La contrattazione ha visto protagonisti i rappresentanti provinciali delle aziende edili (l’Ance), ed ovviamente le forze sindacali con la Fillea ed il suo 48% di rappresentanza, che è riuscita a portare a casa elementi di assoluta novità. “In questo quadro, obiettivamente difficile – ci spiega Salvo Carnevale, segretario provinciale della Fillea Cgil – rinnovare il contratto integrativo su prospettive ed elementi positivi sembrava un’utopia. Eppure siamo riusciti ad inserire il bonus/malus della premialità, uno strumento che incentiva le aziende virtuose attraverso il 10% del risparmio sui contributi pagati dalle stesse alla Cassa Edile, mentre disincentiva quelle non corrette attraverso il 10% di aggravio.

“I parametri stabiliti sono netti: in primis l’applicazione del contratto nazionale degli edili, un parametro che non diamo per scontato, basti dare un’occhiata al porticciolo di Augusta dove si stanno realizzando alcune opere tramite un’azienda che non è neppure registrata in Cassa Edile e che non impiega lavoratori dell’edilizia e sulla quale la Fillea vuole accendere i riflettori. Gli altri parametri della stessa rilevanza sono: essere iscritti alla Cassa Edile; non avere alcun contenzioso con la medesima rispettando dunque gli adempimenti contrattuali; essere in regola con la formazione dei lavoratori e preposti (Rspp, pronto soccorso); pagare in tempo utile i contributi alla Cassa Edile”.

Ma le novità non si fermano qui: se finora i Comuni avevano aderito a protocolli cartacei, ma sempre disapplicati, adesso entra nella contrattazione la salvaguardia della manodopera locale. “Finora – aggiunge il segretario Fillea – i Comuni hanno attenzionato con interesse le nostre proposte ma queste non si sono trasformate in pratica e le aziende che vengono da fuori hanno assunto chi hanno voluto. Potranno continuare a farlo ovviamente, ma nella contrattazione è stato inserito un articolo attraverso il quale le aziende che desiderano ricevere il 10% del risparmio sui contributi, pagati dalle stesse alla Cassa Edile, dovranno assumere il 70% di manodopera locale. In caso contrario non godranno dello sgravio contributivo. Stesso procedimento nel caso in cui le aziende dovessero risultare irregolari per tardivi versamenti: in tale ipotesi l’aggravio sarà del 10%”. Infine viene inserito nel contratto il premio di produttività: se non si verificheranno malattia ed infortuni (solo in questi casi il premio si interrompe) vengono stabiliti 0,50 cent al giorno per i primi 90 giorni; dal 91° al 180° 0,75 cent; dal 181° al 365° giorno il premio sarà di 1,25 euro per giornate lavorate. Vuol dire che in busta paga il lavoratore potrebbe arrivare a guadagnare in più come premio 247 euro supplementare all’anno”. Una premialità che si basa sul concetto di continuità di presenza.
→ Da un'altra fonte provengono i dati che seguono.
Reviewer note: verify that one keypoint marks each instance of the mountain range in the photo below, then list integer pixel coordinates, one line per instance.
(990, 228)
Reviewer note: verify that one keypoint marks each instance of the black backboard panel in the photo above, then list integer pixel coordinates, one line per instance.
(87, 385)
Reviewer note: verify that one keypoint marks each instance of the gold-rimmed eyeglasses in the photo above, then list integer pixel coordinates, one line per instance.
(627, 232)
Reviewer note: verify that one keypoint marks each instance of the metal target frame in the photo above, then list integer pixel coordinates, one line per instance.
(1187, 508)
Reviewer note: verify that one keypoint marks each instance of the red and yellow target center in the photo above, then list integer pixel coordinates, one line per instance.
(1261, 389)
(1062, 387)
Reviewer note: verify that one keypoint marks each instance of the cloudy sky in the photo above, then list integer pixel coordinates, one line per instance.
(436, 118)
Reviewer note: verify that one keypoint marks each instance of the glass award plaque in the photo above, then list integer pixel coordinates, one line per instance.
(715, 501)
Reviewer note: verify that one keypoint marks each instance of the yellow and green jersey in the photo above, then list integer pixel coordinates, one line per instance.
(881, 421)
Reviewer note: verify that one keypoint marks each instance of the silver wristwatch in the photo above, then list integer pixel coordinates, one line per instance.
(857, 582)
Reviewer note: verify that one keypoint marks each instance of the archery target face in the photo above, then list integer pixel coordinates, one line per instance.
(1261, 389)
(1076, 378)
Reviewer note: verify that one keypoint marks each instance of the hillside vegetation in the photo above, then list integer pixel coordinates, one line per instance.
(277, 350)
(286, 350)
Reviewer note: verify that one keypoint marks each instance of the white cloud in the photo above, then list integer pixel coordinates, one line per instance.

Vengono inoltre aggiunte novità sulle assistenze contrattuali a favore dei lavoratori, erogate dalla Cassa Edile. Rientrano in questa categoria il matrimonio, lo studio, la pensione, alcune tipologie di cure che vengono maggiorate del 10%. Dinanzi ad un momento di crisi come questo il rischio è comunque che le aziende di fatto non rispettino le regole scritte, fatti dimostrati dai continui interventi delle forze dell’ordine nei cantieri in nero. “Bisognerebbe che gli enti appaltatori fossero più selettivi – conclude Carnevale – nell’affidare i lavori. In questo quadro entra l’inserimento dell’Osservatorio del settore edile che avrà una funzione di controllo proprio sulle attività delle imprese, sul lavoro nero, sulle prospettive e dovrà porre in essere azioni tempestive, correttive ed efficaci di supporto alle istituzioni pubbliche. Laddove le regole non vengano rispettate e i pagamenti ai lavoratori non effettuati nei tempi giusti e secondo le corrette modalità, sarà compito dell’Osservatorio controllare ed intervenire. Teorizziamo un osservatorio composto dall’Ance, organizzazioni sindacali, Prefetto col ruolo di coordinare il tutto, ente bilaterale e rappresentanti degli EE.LL. Sarebbe uno strumento fondamentale per spronare gli enti locali stessi a non perdere i finanziamenti pubblici messi a disposizione, spesso perduti per incapacità progettuale”. Adesso la parola passa al direttivo Fillea che dovrà ratificare l’accordo di contrattazione.